The Kuwait edition of the global report featured interviews with five key personalities from Kuwait’s infrastructure sector, who spoke to members of KPMG in Kuwait in personal capacities to make the publication more insightful. They were Kapil Kumra, deputy general manager and head of project finance, National Bank of Kuwait, Hassan F Choudhry, chief financial officer, Umm Al-Hayman for Wastewater Treatment Company KSPC, Dr Dheeraj Bhardwaj, Group CEO, City Group Co. KSCP, Shi Yifei, Deputy Chief Representative of AVIC INTL in Arabic Gulf Area, and Yang Chunsen, Representative of China State Construction Engineering Corporation Limited in Kuwait and the President of Chinese Enterprise Association in Kuwait.

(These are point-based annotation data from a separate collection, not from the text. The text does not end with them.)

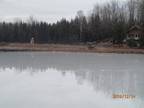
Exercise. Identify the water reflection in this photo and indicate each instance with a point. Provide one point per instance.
(107, 73)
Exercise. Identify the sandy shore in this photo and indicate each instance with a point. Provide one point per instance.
(68, 48)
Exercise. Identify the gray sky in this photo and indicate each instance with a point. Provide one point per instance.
(46, 10)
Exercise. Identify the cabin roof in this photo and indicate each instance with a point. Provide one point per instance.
(135, 27)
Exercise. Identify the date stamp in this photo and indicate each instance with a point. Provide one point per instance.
(123, 96)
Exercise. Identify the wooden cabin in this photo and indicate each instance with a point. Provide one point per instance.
(135, 32)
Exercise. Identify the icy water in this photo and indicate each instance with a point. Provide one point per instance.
(70, 80)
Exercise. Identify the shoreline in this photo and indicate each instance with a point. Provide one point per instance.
(15, 47)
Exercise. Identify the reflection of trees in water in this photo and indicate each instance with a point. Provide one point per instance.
(110, 73)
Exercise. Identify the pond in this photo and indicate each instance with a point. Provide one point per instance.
(71, 80)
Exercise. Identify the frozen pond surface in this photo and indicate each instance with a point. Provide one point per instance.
(70, 80)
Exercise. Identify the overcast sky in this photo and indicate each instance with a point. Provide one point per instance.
(46, 10)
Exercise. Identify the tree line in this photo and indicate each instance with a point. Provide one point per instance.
(109, 21)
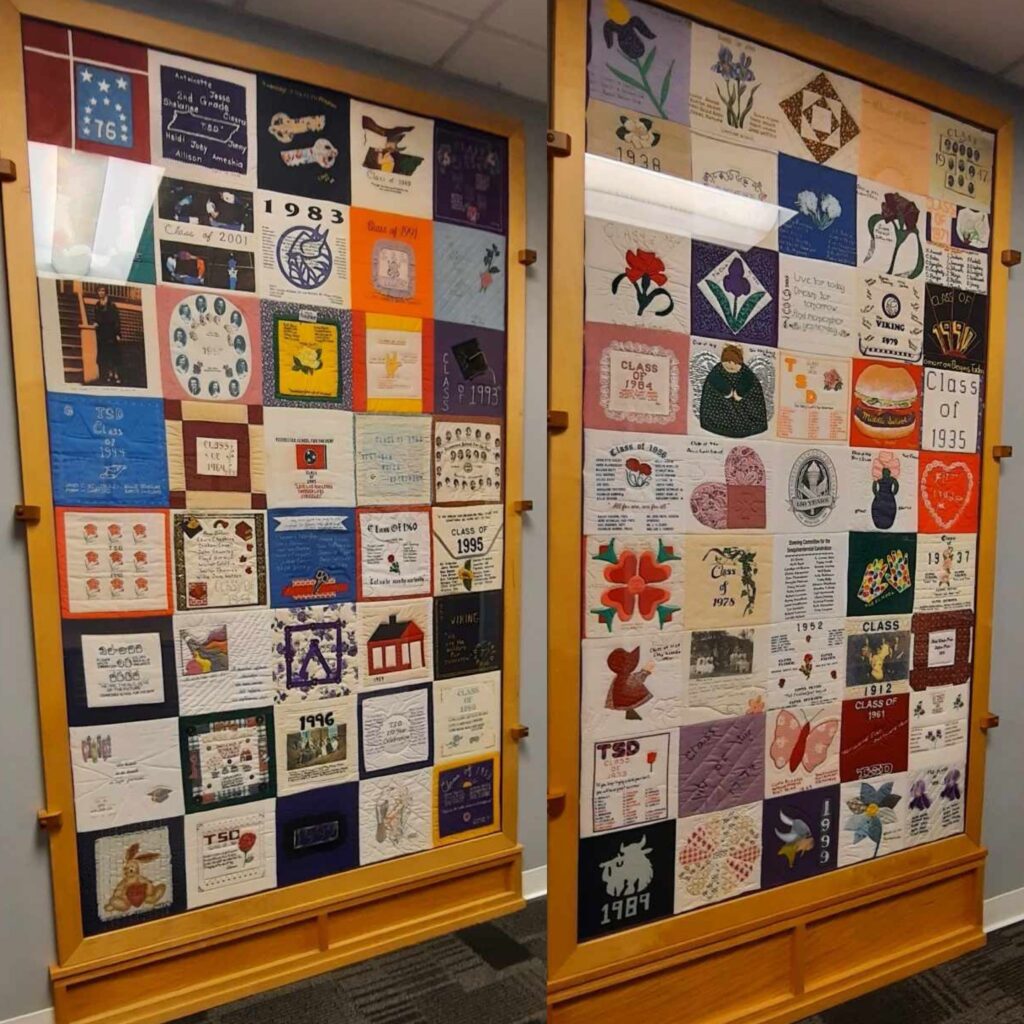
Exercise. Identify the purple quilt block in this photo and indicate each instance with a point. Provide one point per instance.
(799, 836)
(721, 764)
(733, 294)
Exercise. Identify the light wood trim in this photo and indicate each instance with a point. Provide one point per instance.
(570, 964)
(478, 858)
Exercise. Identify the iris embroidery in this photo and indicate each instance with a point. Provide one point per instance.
(628, 33)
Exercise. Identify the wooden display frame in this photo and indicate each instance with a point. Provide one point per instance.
(776, 955)
(176, 966)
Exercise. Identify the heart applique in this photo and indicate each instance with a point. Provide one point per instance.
(739, 502)
(946, 491)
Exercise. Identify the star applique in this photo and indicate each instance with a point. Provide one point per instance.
(820, 118)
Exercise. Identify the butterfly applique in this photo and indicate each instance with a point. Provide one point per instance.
(796, 743)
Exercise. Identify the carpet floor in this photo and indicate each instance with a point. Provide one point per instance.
(495, 974)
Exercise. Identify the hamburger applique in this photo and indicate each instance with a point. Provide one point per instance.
(886, 406)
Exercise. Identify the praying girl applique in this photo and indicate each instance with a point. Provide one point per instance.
(732, 401)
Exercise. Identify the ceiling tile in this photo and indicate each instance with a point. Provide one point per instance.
(392, 27)
(470, 9)
(508, 64)
(986, 34)
(525, 18)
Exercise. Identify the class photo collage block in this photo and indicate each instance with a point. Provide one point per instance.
(782, 414)
(274, 345)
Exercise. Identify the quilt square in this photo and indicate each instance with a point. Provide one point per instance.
(312, 556)
(99, 339)
(219, 559)
(470, 272)
(393, 364)
(394, 553)
(876, 735)
(227, 758)
(86, 91)
(230, 852)
(314, 652)
(113, 562)
(310, 461)
(119, 672)
(468, 461)
(223, 659)
(635, 379)
(207, 118)
(873, 818)
(396, 730)
(800, 836)
(317, 745)
(396, 642)
(469, 371)
(395, 815)
(392, 160)
(470, 177)
(392, 461)
(317, 833)
(718, 856)
(209, 346)
(626, 879)
(468, 634)
(467, 716)
(107, 451)
(215, 455)
(131, 875)
(392, 264)
(467, 800)
(125, 773)
(721, 764)
(468, 544)
(825, 203)
(627, 782)
(307, 355)
(881, 574)
(734, 294)
(303, 139)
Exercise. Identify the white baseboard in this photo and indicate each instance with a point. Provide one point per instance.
(535, 884)
(999, 911)
(1007, 908)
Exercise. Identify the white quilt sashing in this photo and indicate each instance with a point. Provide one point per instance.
(395, 641)
(468, 460)
(718, 856)
(310, 457)
(125, 773)
(230, 852)
(935, 802)
(872, 816)
(637, 276)
(313, 651)
(468, 546)
(467, 716)
(629, 781)
(317, 744)
(633, 685)
(395, 815)
(134, 873)
(395, 730)
(223, 659)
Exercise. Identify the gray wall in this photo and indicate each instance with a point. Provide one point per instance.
(26, 932)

The report called attention to the push for public-private partnerships (PPPs), citing their potential long-term benefits. As the Gulf nation looks to PPPs to set the pace in the sector, Hassan F Choudhry said, “I think the overall essence of the market in Kuwait toward PPP projects is welcoming. There is a general understanding that public and private partnerships can bring significant overall efficiencies and economic benefits to the State of Kuwait.” “Some other countries within the region have moved quite ahead within the PPP industry. But with the current pipeline of PPP projects that are to be executed in the State of Kuwait, I am sure that Kuwait will be competing and at par with such economies soon,” he added.
In view of Kuwait’s commitment to achieve net-zero greenhouse gas emissions by 2060, the report found that oil and gas companies and financial service-based organizations, are driving the agenda as the early adopters. Speaking at an individual capacity with KPMG in Kuwait, Kapil Kumra said, “The banks in Kuwait are aligned with Kuwait’s commitment to be carbon neutral by 2060 and have formulated sustainable financing policies. Many banks have regionally and internationally signed up to be part of the net-zero alliance. This is expected to provide better and more competitive financing for sustainable infrastructure projects.”

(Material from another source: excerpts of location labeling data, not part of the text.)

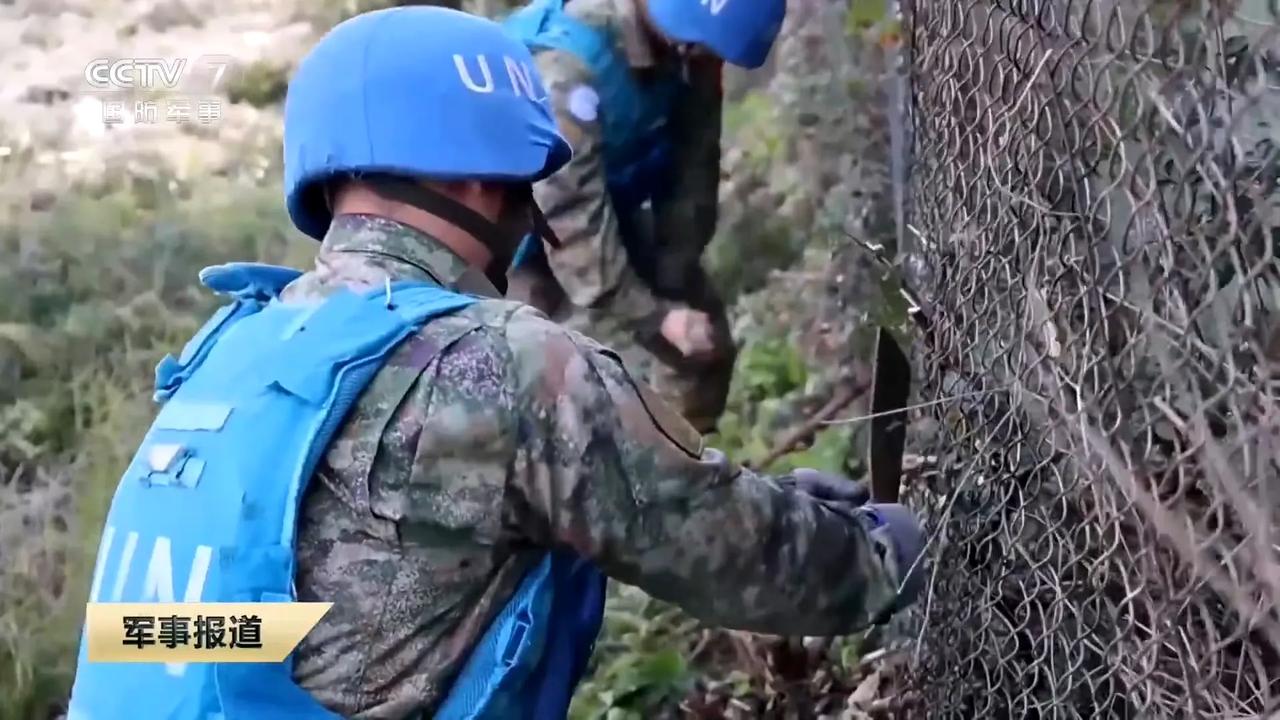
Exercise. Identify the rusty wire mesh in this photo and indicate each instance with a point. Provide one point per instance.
(1095, 196)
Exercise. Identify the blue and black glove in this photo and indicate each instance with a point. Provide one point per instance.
(894, 528)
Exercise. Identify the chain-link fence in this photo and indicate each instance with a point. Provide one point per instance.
(1095, 194)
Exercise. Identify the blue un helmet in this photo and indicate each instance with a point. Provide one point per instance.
(737, 31)
(415, 92)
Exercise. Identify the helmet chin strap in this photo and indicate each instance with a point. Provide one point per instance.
(501, 242)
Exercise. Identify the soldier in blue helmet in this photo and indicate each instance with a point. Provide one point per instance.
(636, 90)
(455, 472)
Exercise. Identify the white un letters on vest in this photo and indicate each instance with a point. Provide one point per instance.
(519, 76)
(158, 584)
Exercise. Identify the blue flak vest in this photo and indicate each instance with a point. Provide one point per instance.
(634, 115)
(206, 510)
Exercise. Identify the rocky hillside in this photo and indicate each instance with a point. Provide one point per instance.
(106, 223)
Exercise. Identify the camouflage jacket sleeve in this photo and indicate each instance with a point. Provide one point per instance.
(611, 472)
(685, 219)
(592, 263)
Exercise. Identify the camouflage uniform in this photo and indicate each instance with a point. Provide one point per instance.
(592, 283)
(494, 433)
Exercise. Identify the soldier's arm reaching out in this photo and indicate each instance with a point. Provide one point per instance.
(592, 263)
(612, 473)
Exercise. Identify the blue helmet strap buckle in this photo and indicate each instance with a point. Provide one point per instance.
(502, 242)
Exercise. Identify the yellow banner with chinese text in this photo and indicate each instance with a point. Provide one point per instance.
(199, 632)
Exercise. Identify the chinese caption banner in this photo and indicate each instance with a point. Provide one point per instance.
(199, 632)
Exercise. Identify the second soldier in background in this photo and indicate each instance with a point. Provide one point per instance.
(636, 90)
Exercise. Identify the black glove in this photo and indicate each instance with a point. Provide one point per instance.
(832, 490)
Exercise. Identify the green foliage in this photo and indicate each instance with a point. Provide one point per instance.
(640, 666)
(94, 291)
(260, 85)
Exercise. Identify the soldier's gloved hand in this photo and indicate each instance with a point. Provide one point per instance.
(899, 540)
(689, 331)
(827, 487)
(895, 529)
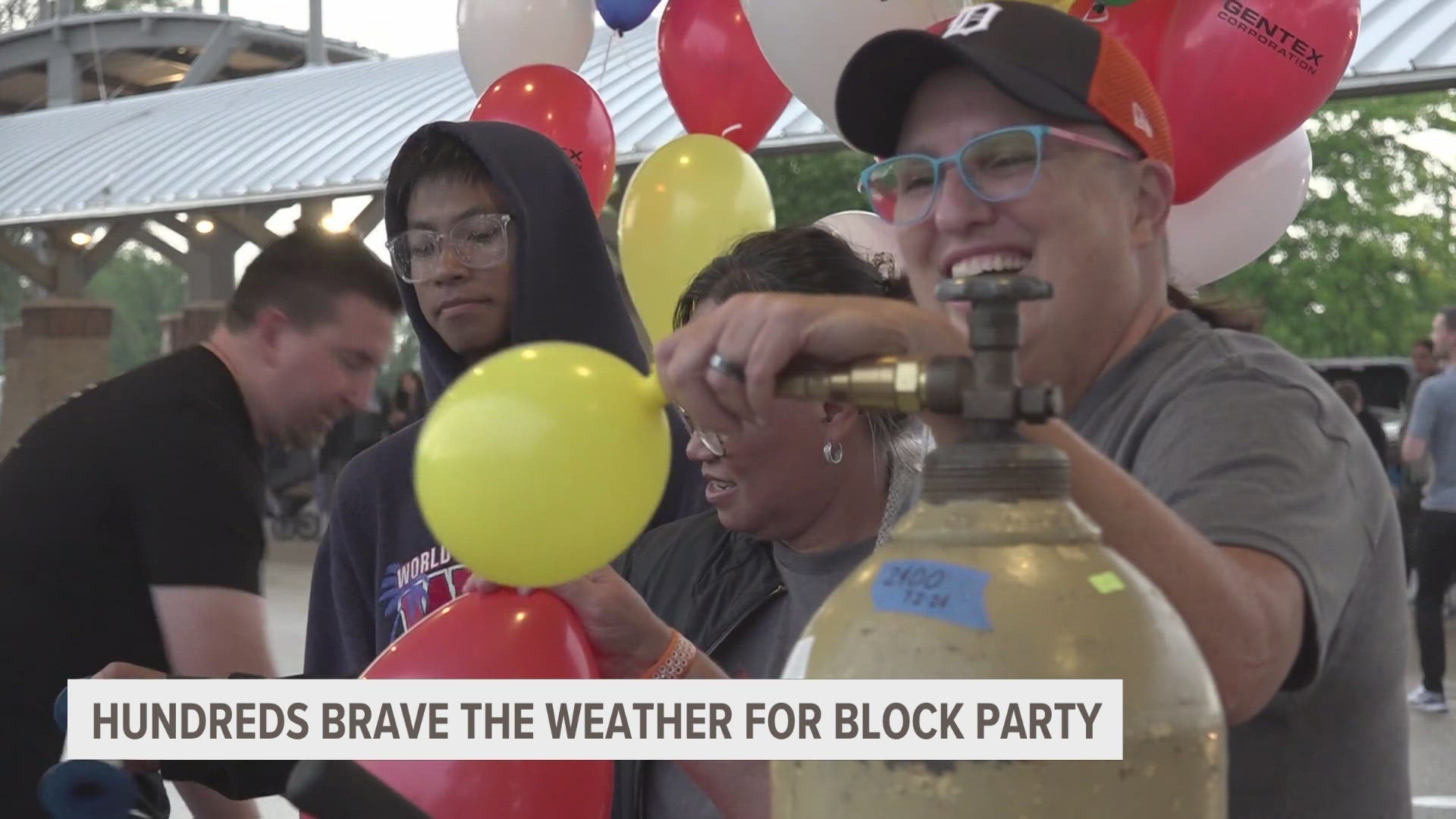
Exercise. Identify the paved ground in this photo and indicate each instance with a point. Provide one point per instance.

The report also pointed at mobility-as-a-service’s (MaaS) potential to be cost-competitive with public transport services and more convenient in servicing the last mile of customer journeys. Addressing the same, Dr Dheeraj Bhardwaj said, “If you want to make public transport more attractive and thrive, you need to have a one-stop end-to-end mobility solution available preferably through a mobile app.” He added, “Mobility as a service makes your life easier by offering you all the modes of transport to go from one destination to another.” Dr Bhardwaj further emphasized that public transport is an ecosystem and it needs to be provided on a single platform, ie, MaaS.

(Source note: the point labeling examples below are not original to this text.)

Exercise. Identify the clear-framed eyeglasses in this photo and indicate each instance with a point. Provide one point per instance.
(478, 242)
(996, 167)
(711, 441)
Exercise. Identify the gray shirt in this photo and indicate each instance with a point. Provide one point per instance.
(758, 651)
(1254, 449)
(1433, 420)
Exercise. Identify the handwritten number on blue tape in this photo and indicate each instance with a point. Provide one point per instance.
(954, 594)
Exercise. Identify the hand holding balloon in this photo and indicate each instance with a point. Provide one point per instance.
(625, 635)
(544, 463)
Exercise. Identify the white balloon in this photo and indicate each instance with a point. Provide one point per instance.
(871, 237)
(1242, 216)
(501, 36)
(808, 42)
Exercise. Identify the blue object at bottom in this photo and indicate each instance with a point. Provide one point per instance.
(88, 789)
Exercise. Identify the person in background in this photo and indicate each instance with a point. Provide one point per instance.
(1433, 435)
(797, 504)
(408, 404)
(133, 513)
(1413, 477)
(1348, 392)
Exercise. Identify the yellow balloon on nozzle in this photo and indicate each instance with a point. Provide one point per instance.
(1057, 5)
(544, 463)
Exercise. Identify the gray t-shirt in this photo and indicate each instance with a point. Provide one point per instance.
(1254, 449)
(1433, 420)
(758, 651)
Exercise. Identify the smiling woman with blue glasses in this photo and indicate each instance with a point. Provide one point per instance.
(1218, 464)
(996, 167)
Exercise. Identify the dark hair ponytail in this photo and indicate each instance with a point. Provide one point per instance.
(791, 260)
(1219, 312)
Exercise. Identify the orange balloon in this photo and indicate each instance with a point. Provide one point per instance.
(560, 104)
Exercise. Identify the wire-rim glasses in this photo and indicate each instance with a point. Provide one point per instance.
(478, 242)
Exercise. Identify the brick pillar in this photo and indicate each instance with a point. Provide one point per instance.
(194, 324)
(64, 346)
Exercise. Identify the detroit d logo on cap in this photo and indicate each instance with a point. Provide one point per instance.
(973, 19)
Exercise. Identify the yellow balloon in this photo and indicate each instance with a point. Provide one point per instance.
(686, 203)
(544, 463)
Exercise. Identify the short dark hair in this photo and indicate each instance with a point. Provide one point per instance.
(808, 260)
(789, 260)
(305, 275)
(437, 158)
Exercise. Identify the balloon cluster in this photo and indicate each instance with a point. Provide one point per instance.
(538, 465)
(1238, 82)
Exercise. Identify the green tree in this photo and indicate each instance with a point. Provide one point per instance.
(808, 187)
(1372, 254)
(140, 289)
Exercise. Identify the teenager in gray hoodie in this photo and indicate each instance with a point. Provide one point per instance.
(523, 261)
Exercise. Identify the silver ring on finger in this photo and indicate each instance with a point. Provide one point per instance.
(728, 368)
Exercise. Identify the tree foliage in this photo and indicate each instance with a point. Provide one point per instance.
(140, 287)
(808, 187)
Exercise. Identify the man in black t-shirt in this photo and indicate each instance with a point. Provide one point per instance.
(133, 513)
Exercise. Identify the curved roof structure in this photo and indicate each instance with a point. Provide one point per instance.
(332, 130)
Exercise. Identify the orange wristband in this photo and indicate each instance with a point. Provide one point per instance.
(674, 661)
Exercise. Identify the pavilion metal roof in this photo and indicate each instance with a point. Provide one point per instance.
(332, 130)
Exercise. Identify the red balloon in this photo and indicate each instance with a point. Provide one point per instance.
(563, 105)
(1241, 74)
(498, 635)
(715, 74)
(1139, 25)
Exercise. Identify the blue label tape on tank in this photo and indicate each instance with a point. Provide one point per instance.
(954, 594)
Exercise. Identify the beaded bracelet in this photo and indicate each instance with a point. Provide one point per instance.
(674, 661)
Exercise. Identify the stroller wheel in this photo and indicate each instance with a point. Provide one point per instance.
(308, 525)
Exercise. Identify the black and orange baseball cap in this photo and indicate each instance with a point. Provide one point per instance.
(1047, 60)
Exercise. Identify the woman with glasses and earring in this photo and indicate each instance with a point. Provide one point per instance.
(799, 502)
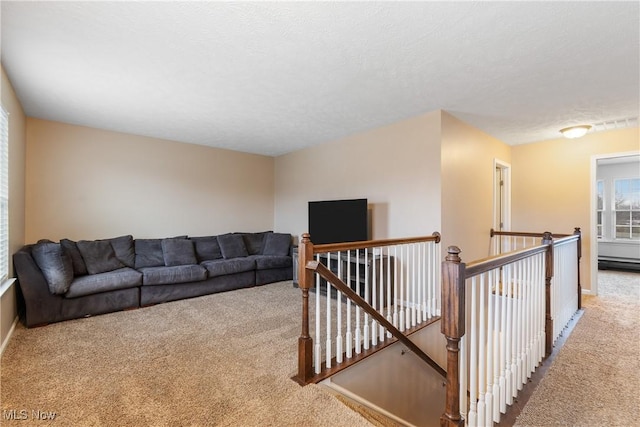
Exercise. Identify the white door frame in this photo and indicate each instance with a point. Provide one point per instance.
(593, 247)
(506, 208)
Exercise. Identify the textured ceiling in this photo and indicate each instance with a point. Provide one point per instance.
(270, 78)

The government has recognized the need for a comprehensive digital transformation to drive better investment timelines, resource commitments and attract more capital into the sector, mentioned the report. Shi Yifei talked about the benefits that digitalization can bring to the sector and quoted, “Digital tools can also help contractors gather and analyze data on project performance, which can be used to improve decision-making and project outcomes. We firmly believe that by embracing digital tools and technologies, contractors can position themselves for success in an increasingly competitive and complex industry.”
Organizations are increasingly prioritizing procurement in light of recent and future supply chain disruptions. They want to avoid long lead times and have the materials, equipment and workforce where required well in advance. In line with this, Yang Chunsen said, “Global problems require global solutions. We are a community of common future; we have to work together to overcome these global problems.” The publication marked KPMG’s eleventh year of publishing global infrastructure trends that have classically supported in shaping the industry.